Bundesrat und Parlament wollen das Rechtsvorbeifahren auf den Autobahnen grundsätzlich erlauben. Am Rechtsüberholverbot hält der Bundesrat zwar fest, doch dafür geben nun die Kantone Gas: Gleich das Rechtsüberholen zu erlauben «wäre konsequenter», monieren mehrere Kantone (BLICK berichtete). 

Den Unfallexperten geht das gegen den Strich. Die Beratungsstelle für Unfallverhütung (BFU) will an der heutigen Regelung am liebsten gar nichts ändern, wie ihr Direktor Stefan Siegrist (57) im BLICK-Interview erklärt.

BLICK: Herr Siegrist, das Rechtsvorbeifahren auf den Autobahnen soll grundsätzlich erlaubt werden. Macht diese Neuregelung Sinn?
Stefan Siegrist:
Nein. Bis eine solche Regelung von allen verstanden und umgesetzt wird, dauert es seine Zeit. Es wäre mit einer schwierigen Übergangsphase zu rechnen, da die Regelung neue, unsichere Situationen für die Autofahrer mit sich bringt. Das Fazit ist daher klar: Das Unfallrisiko würde steigen.
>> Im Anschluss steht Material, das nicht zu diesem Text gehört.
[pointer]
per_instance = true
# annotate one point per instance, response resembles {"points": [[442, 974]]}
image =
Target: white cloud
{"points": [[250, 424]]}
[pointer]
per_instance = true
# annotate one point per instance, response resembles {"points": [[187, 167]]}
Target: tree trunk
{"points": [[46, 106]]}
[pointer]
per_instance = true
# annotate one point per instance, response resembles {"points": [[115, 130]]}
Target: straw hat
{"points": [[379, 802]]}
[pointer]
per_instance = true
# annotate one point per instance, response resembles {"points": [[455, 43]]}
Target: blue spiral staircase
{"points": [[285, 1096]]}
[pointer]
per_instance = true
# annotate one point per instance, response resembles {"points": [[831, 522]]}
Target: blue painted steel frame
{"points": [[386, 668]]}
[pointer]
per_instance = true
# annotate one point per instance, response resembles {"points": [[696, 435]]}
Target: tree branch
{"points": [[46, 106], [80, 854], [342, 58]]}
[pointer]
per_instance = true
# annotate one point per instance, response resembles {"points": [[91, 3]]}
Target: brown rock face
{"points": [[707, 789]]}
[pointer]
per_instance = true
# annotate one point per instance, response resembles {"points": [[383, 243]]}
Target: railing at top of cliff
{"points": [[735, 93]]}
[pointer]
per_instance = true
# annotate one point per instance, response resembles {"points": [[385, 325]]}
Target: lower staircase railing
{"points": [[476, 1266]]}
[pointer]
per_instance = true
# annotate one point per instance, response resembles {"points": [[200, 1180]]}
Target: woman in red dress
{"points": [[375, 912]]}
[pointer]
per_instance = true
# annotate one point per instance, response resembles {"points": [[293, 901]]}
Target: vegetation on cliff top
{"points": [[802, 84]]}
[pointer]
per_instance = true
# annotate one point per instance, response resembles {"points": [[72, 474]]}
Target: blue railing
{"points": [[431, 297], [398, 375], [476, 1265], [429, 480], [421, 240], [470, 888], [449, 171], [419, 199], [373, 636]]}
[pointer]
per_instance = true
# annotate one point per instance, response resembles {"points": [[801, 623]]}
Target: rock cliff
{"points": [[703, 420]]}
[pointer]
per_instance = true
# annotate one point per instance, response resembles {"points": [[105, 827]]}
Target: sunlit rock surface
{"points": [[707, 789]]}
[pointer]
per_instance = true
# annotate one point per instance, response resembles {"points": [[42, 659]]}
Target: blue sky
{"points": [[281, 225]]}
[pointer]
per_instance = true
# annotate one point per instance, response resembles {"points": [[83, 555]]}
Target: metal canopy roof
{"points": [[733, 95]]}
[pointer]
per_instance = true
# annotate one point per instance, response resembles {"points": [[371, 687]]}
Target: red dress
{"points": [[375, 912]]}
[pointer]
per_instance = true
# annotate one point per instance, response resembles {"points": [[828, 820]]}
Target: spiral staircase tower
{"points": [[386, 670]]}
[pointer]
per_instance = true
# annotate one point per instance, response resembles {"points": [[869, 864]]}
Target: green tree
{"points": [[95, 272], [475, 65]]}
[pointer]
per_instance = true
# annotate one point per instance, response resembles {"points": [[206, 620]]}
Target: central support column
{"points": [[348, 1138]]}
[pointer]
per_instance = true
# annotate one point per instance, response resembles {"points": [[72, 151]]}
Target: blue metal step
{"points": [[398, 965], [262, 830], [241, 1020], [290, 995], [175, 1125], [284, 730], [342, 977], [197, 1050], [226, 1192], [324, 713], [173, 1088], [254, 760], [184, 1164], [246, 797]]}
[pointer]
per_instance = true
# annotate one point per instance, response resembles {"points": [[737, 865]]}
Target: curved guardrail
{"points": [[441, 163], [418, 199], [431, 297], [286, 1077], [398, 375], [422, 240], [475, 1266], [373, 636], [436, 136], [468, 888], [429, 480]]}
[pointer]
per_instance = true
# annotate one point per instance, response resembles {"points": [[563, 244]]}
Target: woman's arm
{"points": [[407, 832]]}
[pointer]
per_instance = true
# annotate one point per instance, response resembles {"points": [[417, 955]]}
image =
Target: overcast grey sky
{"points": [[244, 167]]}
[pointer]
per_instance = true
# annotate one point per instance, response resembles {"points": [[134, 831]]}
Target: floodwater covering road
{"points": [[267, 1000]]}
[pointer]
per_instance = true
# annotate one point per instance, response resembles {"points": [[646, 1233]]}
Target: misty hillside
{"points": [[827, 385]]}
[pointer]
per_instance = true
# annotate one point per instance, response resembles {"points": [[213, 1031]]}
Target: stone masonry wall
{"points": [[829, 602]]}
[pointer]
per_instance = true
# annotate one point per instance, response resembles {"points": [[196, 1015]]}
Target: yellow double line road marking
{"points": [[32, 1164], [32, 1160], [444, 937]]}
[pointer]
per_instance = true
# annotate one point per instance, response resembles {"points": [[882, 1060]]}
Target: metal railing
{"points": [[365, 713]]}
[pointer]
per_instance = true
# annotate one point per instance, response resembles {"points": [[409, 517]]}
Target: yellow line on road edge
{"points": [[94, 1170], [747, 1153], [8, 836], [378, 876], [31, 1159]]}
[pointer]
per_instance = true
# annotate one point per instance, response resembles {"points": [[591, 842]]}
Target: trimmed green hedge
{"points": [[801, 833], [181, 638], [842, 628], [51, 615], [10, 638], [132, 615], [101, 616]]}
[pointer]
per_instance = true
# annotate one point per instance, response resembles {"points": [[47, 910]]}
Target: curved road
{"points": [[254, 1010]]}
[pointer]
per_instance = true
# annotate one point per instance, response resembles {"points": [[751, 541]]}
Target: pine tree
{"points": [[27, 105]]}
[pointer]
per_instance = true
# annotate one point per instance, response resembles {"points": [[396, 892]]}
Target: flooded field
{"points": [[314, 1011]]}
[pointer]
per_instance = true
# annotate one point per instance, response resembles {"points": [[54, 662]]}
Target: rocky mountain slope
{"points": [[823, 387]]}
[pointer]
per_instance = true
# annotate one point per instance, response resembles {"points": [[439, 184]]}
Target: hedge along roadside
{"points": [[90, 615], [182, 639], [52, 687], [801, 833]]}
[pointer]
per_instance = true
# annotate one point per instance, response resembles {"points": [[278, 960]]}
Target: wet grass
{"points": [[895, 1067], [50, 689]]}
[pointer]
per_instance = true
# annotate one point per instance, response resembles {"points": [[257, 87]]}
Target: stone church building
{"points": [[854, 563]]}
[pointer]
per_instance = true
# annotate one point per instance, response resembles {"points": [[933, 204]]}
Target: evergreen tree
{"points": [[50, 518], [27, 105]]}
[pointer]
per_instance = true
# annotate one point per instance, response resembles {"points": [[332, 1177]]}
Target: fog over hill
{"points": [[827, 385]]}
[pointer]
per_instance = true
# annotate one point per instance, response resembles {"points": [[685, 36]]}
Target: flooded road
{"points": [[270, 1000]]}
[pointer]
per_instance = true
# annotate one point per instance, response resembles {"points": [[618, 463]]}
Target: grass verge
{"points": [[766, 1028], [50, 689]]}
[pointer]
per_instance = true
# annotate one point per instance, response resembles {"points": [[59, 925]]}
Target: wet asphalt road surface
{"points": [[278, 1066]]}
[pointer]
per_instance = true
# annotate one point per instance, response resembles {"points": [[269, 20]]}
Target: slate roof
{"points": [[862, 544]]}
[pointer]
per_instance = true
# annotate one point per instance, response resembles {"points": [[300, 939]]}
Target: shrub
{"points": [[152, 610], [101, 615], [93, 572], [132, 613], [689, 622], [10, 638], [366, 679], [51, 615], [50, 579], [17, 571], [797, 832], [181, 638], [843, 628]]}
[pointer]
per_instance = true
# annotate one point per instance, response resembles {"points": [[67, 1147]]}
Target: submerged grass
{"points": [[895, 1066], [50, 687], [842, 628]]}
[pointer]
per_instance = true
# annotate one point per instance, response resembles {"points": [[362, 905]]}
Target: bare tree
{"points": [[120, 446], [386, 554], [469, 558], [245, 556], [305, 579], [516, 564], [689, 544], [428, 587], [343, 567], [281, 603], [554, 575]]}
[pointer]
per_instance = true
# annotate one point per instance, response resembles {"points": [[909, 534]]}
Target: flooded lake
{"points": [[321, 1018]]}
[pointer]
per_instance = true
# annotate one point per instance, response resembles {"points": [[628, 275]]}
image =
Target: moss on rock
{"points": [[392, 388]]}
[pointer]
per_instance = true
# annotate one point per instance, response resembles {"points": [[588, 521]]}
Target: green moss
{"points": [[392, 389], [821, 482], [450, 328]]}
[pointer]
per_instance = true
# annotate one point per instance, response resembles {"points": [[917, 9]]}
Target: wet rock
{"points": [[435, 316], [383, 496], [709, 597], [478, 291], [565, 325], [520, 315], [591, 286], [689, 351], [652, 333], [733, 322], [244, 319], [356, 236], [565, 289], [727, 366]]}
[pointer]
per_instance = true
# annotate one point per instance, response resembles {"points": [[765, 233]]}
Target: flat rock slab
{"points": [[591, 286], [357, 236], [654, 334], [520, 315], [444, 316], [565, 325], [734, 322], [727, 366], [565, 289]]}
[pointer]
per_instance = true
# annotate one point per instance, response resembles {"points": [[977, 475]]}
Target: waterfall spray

Sie trauen den Leuten den Wechsel nicht zu?
Es ist keine Frage des Vertrauens, sondern der Gewohnheit. Wir kennen die Tradition des Rechtsvorbeifahrens nicht. Wir wären zudem das einzige Land in Europa, welches dieses erlauben würde. Das bedeutet, dass sich ausländische Autofahrer diese Regelung ebenfalls nicht gewohnt sind. Die Gefahr steigt also.

Trotzdem ist die heutige Regelung doch unbefriedigend: Das Rechtsvorbeifahren ist in Ausnahmefällen zwar erlaubt, es bleibt aber ein Graubereich.
Nein, die heutige Regelung ist weitgehend auf Situationen mit dichtem Kolonnenverkehr beschränkt. Das funktioniert weitgehend problemlos. Ich weiss nicht, weshalb man eine funktionierende Regelung über Bord werfen will, um sie mit einer risikoreicheren zu ersetzen.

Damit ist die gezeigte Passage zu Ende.